For Dirtbaby Farm, our CSA and growth as a business have been especially slow because we have operated without taking on any debt. We also changed many of our offerings over the last four years based on our customer base (including adapting during the COVID-19 pandemic). This meant that we donated many hours of labor to the business, which has ultimately strained many aspects of our lives. We are looking to solve this problem by fundraising more for our programs before the start of the season and incorporating an ethical apprenticeship program in 2024 that is mutually beneficial to the farm and apprentices and honors the apprentices’ labor and ideas.
Some lessons learned from running a CSA program in Philadelphia:
Recipes and newsletters improve accessibility and relationships that our customers have with local foods
Half shares sell faster than full shares and full shares are often split between two households
People are excited to use SNAP dollars on locally-grown food
Groundhogs are the worst
Mugwort is everywhere
There is a lot of local fruit that can be foraged
Having a diverse range of crops is difficult but worth it because it helps maximize our growing space
Growing culturally significant crops and/or small amounts of plants that are important is meaningful to growers like me and keeps me going when the gettin’ gets hard
In addition to our regular CSA program, four of our full shares are paid for through donations to be gifted to a chef and doula who create and deliver free postpartum meals for new parents. We call this the Giftbaby program. This idea came about by discussing the need for fresh and nutrient-dense foods for new mothers and having relationships with local doulas looking to offer this service to their clients. This year, we created a streamlined ordering system through our website and “sold out” the meals within an hour of being listed on the site, demonstrating that we are fulfilling a clear need and that there is a demand for more of this service.

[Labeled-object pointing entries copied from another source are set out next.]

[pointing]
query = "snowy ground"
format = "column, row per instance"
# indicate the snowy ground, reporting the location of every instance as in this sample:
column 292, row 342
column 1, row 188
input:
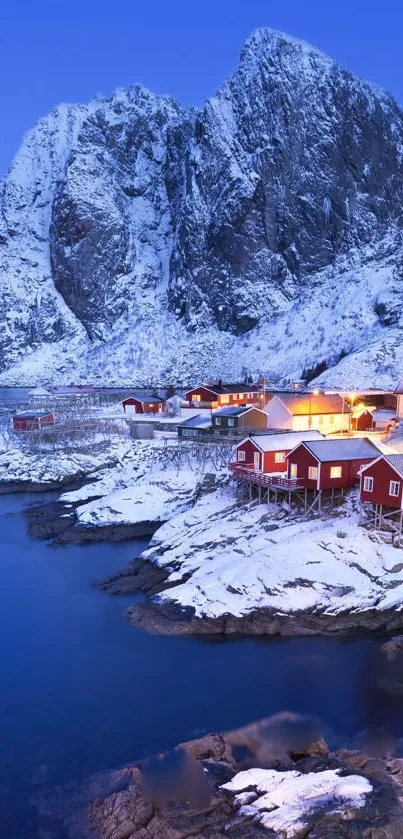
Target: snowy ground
column 242, row 557
column 18, row 463
column 283, row 801
column 140, row 488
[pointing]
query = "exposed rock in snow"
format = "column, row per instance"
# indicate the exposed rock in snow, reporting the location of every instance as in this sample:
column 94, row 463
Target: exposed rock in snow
column 255, row 569
column 285, row 801
column 141, row 241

To recap, this year's CSA program consisted of eight full shares, eight herb shares, 15 half shares, and four full shares donated as bulk produce for meals. Although this was tricky to coordinate and keep track of, it allows us to distribute almost 100% of the food we grow. If a crop produces less than we expected or produces inconsistently shaped fruit, we can give it to the Giftbaby chefs since they are expert cooks and the distribution is going directly to meal prep. We include crops in the half and full shares when crops are more productive. We grow and distribute herbs because they provide different and essential vitamins and nutrients than vegetables. Plus, herbs and flowers deter pests and encourage pollinators on our small farm, making herbs a fun, beautiful, essential aspect of our micro-climate.
We still need to figure out how to fund the cost of labor, grow vegetables on a small scale, and secure land the business members could own. We have a lot to learn, but we feel powerful in creating a farm business that responds to the needs of our community and teaches us so much about our home along the way.